Эту мысль я сразу же отмела. Во-первых, скорее всего мы с ней не поладим, и, при всех моих стараниях быть няшей, я сорвусь на третий день. Во-вторых, я не оставлю Виктора гнить в ожидании суда за преступления, которые он не совершал. В-третьих, у меня есть счета к Морозко. Ну и последнее, не менее важное «но»: в понедельник у меня первый рабочий день в салоне. Я не откажусь от своего так просто, не профукаю шанс.
А с Белым как-нибудь разберусь. Я не забитая девочка, кое-что могу. Захочет взять без разрешения – захлебнется!
Родной городок Алисы был небольшим. Я бы даже сказала, что это не городок, а поселок, разросшийся вширь, сосредоточив массовое скопление строений в центре, вокруг белокаменной церквушки, и раскидавший дома горстями по обе стороны узкой речушки, огибающей холм.
Родительский дом Алисы находился как раз за холмом, почти в пригороде. В новом районе, среди таких же покатых крыш, уютных двориков, огороженных коваными заборчиками, в густых зарослях плодовых деревьев. улица привела нас в тупик и окончилась высокими воротами, окрашенными синей краской. Егор еще раз сверился с навигатором и кивнул.
– Здесь.
Мы вышли из машины в упоенную прохладу весны. Вдали от большого города она пахла иначе – нагретым на солнце шифером, травой и навозом. А еще чем-то неуловимым и до боли знакомым. Это был запах детства. У нас тоже была дача, куда мы приезжали по весне сажать картошку, кукурузу и бобы. Маленький ветхий домик, заброшенный колодец, яблоня во дворе. Деревянный сарай с глубоким погребом, его стены понемногу гнили от снега и сырости, и мама вздыхала, что нужно бы покрасить, а то рухнет однажды. Там родители хранили садовые инструменты, а в погребе – консервацию на зиму. Там отец ловил меня, чтобы…

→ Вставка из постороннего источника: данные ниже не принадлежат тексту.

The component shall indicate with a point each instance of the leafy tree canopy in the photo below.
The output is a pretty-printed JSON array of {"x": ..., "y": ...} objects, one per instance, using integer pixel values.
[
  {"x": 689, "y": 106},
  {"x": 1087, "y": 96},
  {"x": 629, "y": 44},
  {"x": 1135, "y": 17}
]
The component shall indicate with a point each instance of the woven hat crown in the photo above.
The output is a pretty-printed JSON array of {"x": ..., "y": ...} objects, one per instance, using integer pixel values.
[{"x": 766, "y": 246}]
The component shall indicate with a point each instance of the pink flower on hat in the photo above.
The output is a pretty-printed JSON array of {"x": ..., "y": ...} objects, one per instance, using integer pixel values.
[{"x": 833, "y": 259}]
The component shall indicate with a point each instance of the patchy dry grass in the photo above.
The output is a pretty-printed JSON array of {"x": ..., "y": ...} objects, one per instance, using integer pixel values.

– Не бойся, – сказал Егор. – Если ничего не выйдет, просто уедем. Ты не обязана любить их, как она.
Я кивнула, сглотнув колючий ком и нажала на кнопку звонка.
Встретила нас высокая и довольно крупная женщина лет сорока пяти. Короткая ассиметричная стрижка, агрессивный макияж, цепкий внимательный взгляд. Строго поджатые губы. Шелковая разлетайка и узкие леггинсы, которые при такой фигуре не носят, но кто увидит – дома-то. Дома можно позволить себе отступить от правил.
Женщина смотрела на меня недовольно, склонив голову набок, и молчала. Ждала?